Dopo quel giorno ho capito che quel genere di centro non faceva per me, e che ci sono ambiti del lavoro terapeutico per cui bisogna avere un senso dell'autorevolezza che non ha solo a che fare con l'empatia e la capacità di stabilire un contatto con la sofferenza.

SARA, 27 anni

Quando è stato il momento di scegliere il tirocinio mi sono rivolta a un centro per lo studio dei disturbi alimentari che non ospitava pazienti, ma che svolgendo attività di prevenzione effettuava colloqui quotidiani con persone, quasi esclusivamente donne, che soffrivano di anoressia o bulimia.
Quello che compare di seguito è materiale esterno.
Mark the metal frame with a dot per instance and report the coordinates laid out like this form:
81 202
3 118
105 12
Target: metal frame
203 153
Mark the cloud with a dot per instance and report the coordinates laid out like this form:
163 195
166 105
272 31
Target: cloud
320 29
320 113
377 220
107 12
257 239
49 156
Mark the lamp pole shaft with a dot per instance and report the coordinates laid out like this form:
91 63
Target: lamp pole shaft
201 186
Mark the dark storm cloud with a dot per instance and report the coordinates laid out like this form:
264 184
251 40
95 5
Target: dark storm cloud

Nonostante anche io avessi avuto problemi con il cibo da adolescente, e credessi di conoscere quel tipo di disturbo, mi sono presto resa conto che quello che avevo provato non era nemmeno lontanamente paragonabile alla situazione vissuta da alcune delle ragazze che si rivolgevano al centro. Erano soprattutto pazienti giovanissime che si confrontavano con la prima volta con il proprio disturbo, ma nonostante questo alcuni casi erano già al limite della gravità. C'erano ragazze di 15-16 anni che cominciavano ad avere i denti rovinati e ragazze poco più grandi che arrivavano al centro dopo aver passato mesi e mesi riempiendosi di lassativi e diuretici prima che i loro familiari cominciassero a chiedersi qualcosa.

Il caso che mi colpì di più, però, fu quello di una ragazza che nutriva una vera e propria fobia per il cibo: non mangiava perché temeva di soffocare ingoiando del cibo solido. Sembrava che anche solo menzionare il cibo le provocasse uno stato di ansia generale, e si era completamente isolata dal mondo, smettendo di frequentare il liceo e di uscire di casa. Anche la mia tutor mi disse che era il primo vero caso di anginofobia che avesse mai visto.